Wylądowali w zupełnie innym miejscu. Koszmarny lot do Niemiec z Polski
Nic nie zapowiadało, iż podróż skończy się następnego dnia po długiej i męczącej wyprawie autokarem. Sprawę opisał dziennik "Fakt", powołując się na relację pasażerki linii Ryanair. Według kobiety maszyna wystartowała z opóźnieniem. W trakcie lotu pasażerowie mieli dowiedzieć się, iż ich docelowe lotnisko zostanie zamknięte.
I tak zamiast w Memmingen, wylądowali w oddalonej o 550 km od pierwotnego celu, Kolonii. Podróżujący otrzymali informację, iż autokary przewiozą ich do Memmingen, ale musieli czekać kilka godzin na transport.
"Leciałam we wtorek liniami Ryanair z Krakowa do Memmingen.
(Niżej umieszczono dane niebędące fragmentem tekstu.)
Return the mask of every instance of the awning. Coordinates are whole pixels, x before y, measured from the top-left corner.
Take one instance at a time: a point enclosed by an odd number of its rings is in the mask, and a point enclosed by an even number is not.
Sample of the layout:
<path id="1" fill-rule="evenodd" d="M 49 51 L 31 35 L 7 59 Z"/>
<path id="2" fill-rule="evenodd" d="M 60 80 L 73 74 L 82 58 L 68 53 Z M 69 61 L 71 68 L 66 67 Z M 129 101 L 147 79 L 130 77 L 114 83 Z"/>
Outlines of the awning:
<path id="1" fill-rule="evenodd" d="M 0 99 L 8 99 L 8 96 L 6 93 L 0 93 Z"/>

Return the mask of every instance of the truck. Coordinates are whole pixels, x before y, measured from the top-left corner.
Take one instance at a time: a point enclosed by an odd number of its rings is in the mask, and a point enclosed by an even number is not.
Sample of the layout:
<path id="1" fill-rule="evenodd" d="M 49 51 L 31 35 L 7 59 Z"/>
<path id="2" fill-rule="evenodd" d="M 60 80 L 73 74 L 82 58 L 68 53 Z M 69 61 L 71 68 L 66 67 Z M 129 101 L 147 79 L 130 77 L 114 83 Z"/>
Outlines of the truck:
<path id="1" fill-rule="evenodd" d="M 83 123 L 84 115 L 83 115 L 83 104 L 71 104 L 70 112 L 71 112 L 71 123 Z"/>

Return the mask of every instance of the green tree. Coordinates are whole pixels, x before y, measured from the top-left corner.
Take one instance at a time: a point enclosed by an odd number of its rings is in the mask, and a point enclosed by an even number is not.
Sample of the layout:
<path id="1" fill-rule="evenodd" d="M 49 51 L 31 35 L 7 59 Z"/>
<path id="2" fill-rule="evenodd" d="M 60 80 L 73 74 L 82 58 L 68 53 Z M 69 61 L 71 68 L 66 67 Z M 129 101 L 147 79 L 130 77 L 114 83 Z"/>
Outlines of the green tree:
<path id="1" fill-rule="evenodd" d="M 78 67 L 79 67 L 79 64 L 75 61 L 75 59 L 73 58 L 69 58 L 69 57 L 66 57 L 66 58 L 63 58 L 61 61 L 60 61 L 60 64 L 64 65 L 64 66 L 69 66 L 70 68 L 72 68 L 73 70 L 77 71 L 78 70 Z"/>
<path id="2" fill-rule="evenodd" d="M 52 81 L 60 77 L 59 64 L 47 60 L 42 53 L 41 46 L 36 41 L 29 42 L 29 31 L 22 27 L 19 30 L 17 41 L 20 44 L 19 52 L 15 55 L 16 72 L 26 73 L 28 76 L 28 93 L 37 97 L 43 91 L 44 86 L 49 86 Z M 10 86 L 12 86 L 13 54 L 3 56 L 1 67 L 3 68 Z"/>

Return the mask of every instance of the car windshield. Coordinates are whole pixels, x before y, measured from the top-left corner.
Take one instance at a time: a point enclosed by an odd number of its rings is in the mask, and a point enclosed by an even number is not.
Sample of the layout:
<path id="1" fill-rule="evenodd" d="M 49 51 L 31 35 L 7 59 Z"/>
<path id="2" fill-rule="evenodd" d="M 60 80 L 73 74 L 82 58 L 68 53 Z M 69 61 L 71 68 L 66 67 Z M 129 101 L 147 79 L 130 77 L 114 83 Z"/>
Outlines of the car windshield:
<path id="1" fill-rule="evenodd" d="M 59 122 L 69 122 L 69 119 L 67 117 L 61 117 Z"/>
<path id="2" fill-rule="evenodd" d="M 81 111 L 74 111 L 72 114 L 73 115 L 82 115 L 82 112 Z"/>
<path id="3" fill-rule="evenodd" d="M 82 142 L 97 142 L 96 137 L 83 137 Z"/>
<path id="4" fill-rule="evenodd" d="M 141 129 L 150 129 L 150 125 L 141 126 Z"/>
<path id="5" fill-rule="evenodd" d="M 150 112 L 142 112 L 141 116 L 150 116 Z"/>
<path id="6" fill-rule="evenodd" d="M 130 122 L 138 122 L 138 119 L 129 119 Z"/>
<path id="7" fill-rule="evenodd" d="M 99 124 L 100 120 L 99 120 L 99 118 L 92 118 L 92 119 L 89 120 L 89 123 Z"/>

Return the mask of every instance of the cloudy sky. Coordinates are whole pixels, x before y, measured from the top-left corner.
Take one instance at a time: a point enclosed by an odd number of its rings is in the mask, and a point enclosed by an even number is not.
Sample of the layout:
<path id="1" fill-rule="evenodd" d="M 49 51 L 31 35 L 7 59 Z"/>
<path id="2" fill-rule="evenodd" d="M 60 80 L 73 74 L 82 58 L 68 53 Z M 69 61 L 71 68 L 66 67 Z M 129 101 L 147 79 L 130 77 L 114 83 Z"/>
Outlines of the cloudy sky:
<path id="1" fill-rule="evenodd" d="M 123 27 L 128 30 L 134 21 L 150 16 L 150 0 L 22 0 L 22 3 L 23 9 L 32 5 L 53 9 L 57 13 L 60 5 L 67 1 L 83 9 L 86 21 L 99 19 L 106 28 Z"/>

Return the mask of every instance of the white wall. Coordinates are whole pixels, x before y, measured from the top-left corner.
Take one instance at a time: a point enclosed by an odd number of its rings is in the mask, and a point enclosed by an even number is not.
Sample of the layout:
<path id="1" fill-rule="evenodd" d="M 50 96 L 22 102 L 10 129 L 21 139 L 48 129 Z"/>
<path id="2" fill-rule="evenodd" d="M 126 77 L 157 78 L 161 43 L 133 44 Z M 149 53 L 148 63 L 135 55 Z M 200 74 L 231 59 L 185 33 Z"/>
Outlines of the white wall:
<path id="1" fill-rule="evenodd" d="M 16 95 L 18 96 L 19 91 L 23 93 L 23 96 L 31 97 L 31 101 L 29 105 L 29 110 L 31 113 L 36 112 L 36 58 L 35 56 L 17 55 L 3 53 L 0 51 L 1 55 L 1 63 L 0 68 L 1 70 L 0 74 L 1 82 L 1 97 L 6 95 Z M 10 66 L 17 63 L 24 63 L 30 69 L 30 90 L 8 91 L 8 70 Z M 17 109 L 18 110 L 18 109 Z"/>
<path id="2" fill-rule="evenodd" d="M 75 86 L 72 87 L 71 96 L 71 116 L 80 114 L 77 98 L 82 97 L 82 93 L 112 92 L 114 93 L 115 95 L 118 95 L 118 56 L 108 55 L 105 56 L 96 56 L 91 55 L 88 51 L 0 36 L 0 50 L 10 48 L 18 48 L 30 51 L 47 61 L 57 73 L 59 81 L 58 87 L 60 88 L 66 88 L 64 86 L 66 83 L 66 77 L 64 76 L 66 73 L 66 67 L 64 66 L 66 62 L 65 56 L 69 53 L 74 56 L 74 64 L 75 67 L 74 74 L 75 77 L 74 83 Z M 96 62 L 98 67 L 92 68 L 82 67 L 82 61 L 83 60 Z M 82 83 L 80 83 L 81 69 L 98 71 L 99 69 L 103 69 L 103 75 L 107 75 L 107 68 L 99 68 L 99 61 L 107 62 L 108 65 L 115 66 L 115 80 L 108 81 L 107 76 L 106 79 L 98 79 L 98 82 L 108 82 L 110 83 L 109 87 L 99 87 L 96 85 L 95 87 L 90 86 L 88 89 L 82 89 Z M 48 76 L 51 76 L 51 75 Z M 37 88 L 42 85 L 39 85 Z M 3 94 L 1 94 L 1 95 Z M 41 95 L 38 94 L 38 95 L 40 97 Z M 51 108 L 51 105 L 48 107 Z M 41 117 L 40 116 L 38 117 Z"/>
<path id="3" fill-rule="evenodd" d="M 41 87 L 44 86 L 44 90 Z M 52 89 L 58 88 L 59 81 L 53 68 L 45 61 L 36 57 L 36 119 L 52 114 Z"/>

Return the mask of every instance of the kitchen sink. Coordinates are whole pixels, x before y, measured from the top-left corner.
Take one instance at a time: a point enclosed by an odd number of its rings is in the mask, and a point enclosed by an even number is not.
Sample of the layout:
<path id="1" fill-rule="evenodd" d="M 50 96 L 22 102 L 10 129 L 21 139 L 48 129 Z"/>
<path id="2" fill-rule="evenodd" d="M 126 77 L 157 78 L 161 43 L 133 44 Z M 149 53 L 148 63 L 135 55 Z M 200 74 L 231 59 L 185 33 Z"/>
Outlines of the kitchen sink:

LOT miał być o 20.25, ale był opóźniony i ostatecznie wystartowaliśmy o 22.50. Podczas lotu dostaliśmy informację, iż lotnisko w Memmingen jest zamykane na noc o północy. Najpierw zgodzili się nas przyjąć po północy, a potem odmówili i powiedziano, iż wylądujemy w Kolonii, bo żadne z bliższych lotnisk nas nie przyjmie" – cytuje słowa podróżującej Fakt.
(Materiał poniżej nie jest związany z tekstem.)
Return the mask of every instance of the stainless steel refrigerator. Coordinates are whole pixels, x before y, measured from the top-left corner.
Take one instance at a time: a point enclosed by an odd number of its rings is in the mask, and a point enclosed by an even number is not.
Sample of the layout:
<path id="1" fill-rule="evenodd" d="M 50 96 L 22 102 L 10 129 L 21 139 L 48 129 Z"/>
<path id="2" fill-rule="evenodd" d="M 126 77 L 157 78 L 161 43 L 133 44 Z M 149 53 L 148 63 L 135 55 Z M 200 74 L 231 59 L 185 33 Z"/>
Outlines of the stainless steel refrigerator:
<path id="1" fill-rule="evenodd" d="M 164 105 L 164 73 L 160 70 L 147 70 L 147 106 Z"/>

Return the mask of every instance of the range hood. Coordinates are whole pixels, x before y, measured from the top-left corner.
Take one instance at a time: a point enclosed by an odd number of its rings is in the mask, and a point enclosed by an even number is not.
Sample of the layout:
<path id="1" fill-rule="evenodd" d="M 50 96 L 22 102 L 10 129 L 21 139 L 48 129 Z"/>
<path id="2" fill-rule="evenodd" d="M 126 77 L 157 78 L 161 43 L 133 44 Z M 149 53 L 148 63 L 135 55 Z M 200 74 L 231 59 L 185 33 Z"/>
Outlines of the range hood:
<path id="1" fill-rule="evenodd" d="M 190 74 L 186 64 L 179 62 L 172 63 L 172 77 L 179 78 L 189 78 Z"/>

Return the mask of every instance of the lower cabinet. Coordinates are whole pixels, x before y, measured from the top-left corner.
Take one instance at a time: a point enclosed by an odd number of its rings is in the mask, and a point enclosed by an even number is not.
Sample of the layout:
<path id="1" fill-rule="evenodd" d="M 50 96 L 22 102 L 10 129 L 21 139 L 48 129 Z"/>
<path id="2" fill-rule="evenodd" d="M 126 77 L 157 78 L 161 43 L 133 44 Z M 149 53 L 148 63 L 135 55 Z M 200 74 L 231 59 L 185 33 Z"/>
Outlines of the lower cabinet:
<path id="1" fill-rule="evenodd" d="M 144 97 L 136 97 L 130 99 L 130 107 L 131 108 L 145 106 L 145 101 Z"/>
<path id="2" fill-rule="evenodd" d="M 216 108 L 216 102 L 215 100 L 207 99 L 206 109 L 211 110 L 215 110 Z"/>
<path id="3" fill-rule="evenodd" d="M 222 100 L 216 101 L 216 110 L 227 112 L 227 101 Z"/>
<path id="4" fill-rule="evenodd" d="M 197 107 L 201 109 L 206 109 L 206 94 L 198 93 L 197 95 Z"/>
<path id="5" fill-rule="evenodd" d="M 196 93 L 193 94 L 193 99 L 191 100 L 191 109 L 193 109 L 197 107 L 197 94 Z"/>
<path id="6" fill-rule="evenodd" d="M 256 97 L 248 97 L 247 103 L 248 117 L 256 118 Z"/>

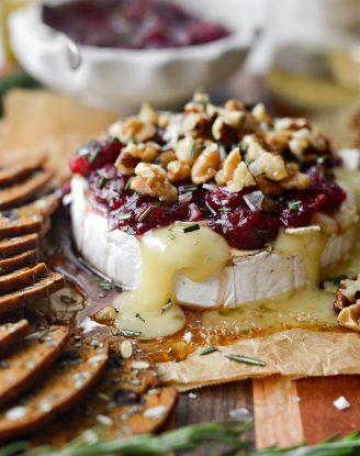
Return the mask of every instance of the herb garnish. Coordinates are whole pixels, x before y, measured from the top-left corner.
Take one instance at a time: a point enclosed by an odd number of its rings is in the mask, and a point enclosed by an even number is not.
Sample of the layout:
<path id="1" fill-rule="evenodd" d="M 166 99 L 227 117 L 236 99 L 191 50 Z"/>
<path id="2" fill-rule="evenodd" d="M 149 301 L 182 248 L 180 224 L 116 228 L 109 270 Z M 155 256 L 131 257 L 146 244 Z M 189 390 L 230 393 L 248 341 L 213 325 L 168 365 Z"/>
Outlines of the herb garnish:
<path id="1" fill-rule="evenodd" d="M 106 185 L 108 180 L 109 180 L 109 178 L 108 178 L 108 177 L 105 177 L 105 176 L 103 176 L 103 177 L 101 178 L 101 180 L 100 180 L 100 182 L 99 182 L 99 188 L 100 188 L 101 190 L 105 187 L 105 185 Z"/>
<path id="2" fill-rule="evenodd" d="M 289 209 L 291 211 L 299 211 L 302 208 L 301 201 L 290 201 Z"/>
<path id="3" fill-rule="evenodd" d="M 184 232 L 184 233 L 191 233 L 191 232 L 193 232 L 193 231 L 198 231 L 198 230 L 200 230 L 200 225 L 199 225 L 199 223 L 194 223 L 193 225 L 185 226 L 185 227 L 183 229 L 183 232 Z"/>
<path id="4" fill-rule="evenodd" d="M 149 205 L 147 209 L 146 209 L 146 211 L 144 211 L 143 213 L 142 213 L 142 215 L 138 218 L 138 221 L 139 222 L 144 222 L 144 220 L 147 218 L 147 215 L 153 211 L 153 209 L 155 208 L 155 205 Z"/>
<path id="5" fill-rule="evenodd" d="M 130 177 L 128 179 L 127 179 L 127 182 L 126 182 L 126 185 L 125 185 L 125 190 L 130 190 L 130 187 L 131 187 L 131 185 L 132 185 L 132 180 L 133 180 L 134 178 L 133 177 Z"/>
<path id="6" fill-rule="evenodd" d="M 132 330 L 121 330 L 121 332 L 124 335 L 128 335 L 128 336 L 133 336 L 133 337 L 138 337 L 139 335 L 143 334 L 140 331 L 132 331 Z"/>
<path id="7" fill-rule="evenodd" d="M 335 276 L 335 277 L 330 277 L 329 279 L 327 279 L 327 280 L 330 280 L 334 285 L 338 285 L 338 283 L 340 283 L 340 281 L 341 280 L 344 280 L 344 279 L 346 279 L 347 278 L 347 276 L 345 276 L 344 274 L 342 275 L 340 275 L 340 276 Z"/>
<path id="8" fill-rule="evenodd" d="M 206 348 L 202 349 L 202 351 L 199 353 L 199 355 L 200 355 L 200 356 L 205 356 L 205 355 L 210 355 L 211 353 L 214 353 L 214 352 L 217 352 L 217 348 L 216 348 L 216 347 L 211 346 L 211 347 L 206 347 Z"/>
<path id="9" fill-rule="evenodd" d="M 162 308 L 161 308 L 161 313 L 164 313 L 166 310 L 168 310 L 169 308 L 171 308 L 172 302 L 171 299 L 168 300 L 168 302 L 166 302 Z"/>
<path id="10" fill-rule="evenodd" d="M 64 302 L 64 304 L 75 304 L 76 299 L 74 299 L 69 294 L 60 294 L 60 301 Z"/>
<path id="11" fill-rule="evenodd" d="M 111 280 L 103 279 L 101 277 L 95 277 L 95 280 L 100 288 L 103 290 L 110 291 L 113 288 L 113 283 Z"/>
<path id="12" fill-rule="evenodd" d="M 230 359 L 232 362 L 251 364 L 252 366 L 266 366 L 267 364 L 261 359 L 249 358 L 244 355 L 225 355 L 225 358 Z"/>
<path id="13" fill-rule="evenodd" d="M 143 319 L 143 316 L 139 313 L 136 313 L 136 319 L 142 320 L 143 323 L 145 323 L 145 320 Z"/>
<path id="14" fill-rule="evenodd" d="M 114 454 L 123 455 L 168 455 L 184 448 L 204 449 L 203 454 L 209 454 L 209 445 L 215 442 L 226 445 L 216 452 L 218 456 L 324 456 L 324 455 L 357 455 L 360 449 L 360 432 L 353 432 L 344 438 L 338 440 L 331 436 L 314 445 L 301 443 L 291 447 L 271 446 L 263 449 L 254 449 L 254 442 L 247 437 L 247 432 L 251 429 L 251 423 L 244 421 L 227 421 L 190 424 L 177 427 L 160 434 L 144 434 L 130 437 L 116 437 L 105 440 L 98 429 L 87 430 L 79 437 L 65 444 L 61 448 L 49 445 L 31 447 L 29 442 L 13 442 L 1 447 L 1 455 L 19 456 L 83 456 L 101 455 L 111 456 Z"/>
<path id="15" fill-rule="evenodd" d="M 131 212 L 126 212 L 125 214 L 121 214 L 119 216 L 119 220 L 128 220 L 132 218 L 132 213 Z"/>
"Dostaliśmy wiadomość SMS, iż o 1.30 będą podstawione autokary i przewiozą nas do Memmingen. Wylądowaliśmy ok. 00.30, autobusy przyjechały po nas o 3.30 i jechaliśmy 7 godzin. Nikt oficjalnie nie poinformował, z jakiego powodu było opóźnienie" – wyznała autorka w poście na Facebooku. I dodała na koniec, iż "pasażerowie byli w szoku", po tym co ich spotkało i jak zakończyła się ich podróż.